A ideia era simples: mostrar um partido maduro por oposição a um partido recente, que ainda está verde. “Não é com taxas às empresas que poluem que vamos reduzir a poluição”, chegou a afirmar. “O BE propõe um programa assente na ferrovia, reconversão da indústria e queremos transformar o nosso território”, rematou.

Na resposta, André Silva não respondeu às provocações diretas e preferiu destacar as áreas onde havia convergência entre os dois partidos. A diferença far-se-ia por outras medidas do programa do PAN como a “democratização da produção de energia”. Uma proposta que prevê que um utilizador comum possa produzir e distribuir energia. “É possível legislarmos no sentido de democratizar a produção e distribuição de energia”.

Discordaram sobre a necessidade de nacionalizar mas concordaram que há barragens a mais. Catarina Martins tentava que André Silva se comprometesse com temas maiores, mais nacionais, André Silva preferia ficar-se pelas áreas onde estava mais confortável.

Catarina Martins trocou social-democracia por “eco-socialismo”

Já na reta final do debate, Catarina Martins foi desafiada pela moderadora, Clara de Sousa, a confirmar a frase que tinha dito em entrevista ao Observador onde apresentava o programa do BE como sendo “social-democrata”. A líder bloquista não quis responder diretamente, assim como evitou falar sobre a polémica gerada após ter afirmado que as barragens provocavam evaporação. Ia-se esquivando mas pressionada pela jornalista lá confessou que hoje em dia o “Bloco de Esquerda é um partido eco-socialista”.

Já André Silva considerou que “o programa do BE é um programa com respostas socialistas”. Quanto ao seu próprio partido que recusou auto-rotular-se. “O PAN não se situa nem à esquerda nem à direita porque o modelo económico vigente não é o capitalismo: é o produtivismo-extrativismo“. E concretizou: “Vivemos numa economia de mercado que o PAN respeita e não diaboliza”.

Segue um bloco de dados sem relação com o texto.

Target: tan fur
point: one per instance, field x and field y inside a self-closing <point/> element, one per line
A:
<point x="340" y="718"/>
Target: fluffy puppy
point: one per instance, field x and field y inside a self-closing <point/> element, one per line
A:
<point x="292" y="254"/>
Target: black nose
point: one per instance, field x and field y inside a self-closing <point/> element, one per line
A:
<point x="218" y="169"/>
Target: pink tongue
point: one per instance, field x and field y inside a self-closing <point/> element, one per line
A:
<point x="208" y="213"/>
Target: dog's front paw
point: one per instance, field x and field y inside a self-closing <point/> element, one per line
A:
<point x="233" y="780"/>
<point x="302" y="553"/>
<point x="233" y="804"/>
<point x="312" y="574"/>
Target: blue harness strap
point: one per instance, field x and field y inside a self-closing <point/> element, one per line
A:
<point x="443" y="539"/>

Quando parecia que o debate se encaminhava para o fim já sem grandes discordâncias à vista, Catarina Martins voltou a insistir na questão da nacionalização da EDP. “O PAN acha que vamos pedir por favor ao estado chinês para ter cuidado com o clima ou vamos ter de ser nós a agir”. André Silva respondeu que “nacionalizações ou privatizações não são a base” mas sim “o mecanismo” de uma visão diferente da estratégia para energia.

“Às vezes tenho uma certa pena de que o PAN, que compreende a solidariedade do ponto de vista do ecossistema, tenha depois dificuldade em ter solidariedade com a nossa democracia”, concluiu Catarina Martins.

Certo é que o debate terminou com Catarina Martins e André Silva de novo em convergência e, aparentemente, amigáveis. “O André é um lutador pelas suas convicções. Merece a admiração de quem tem visto este percurso, apesar das divergências”, salientou a líder do BE. André Silva concluiu o debate a criticar António Costa por não dar prioridade ao combate às alterações climáticas, como o PAN ou o BE.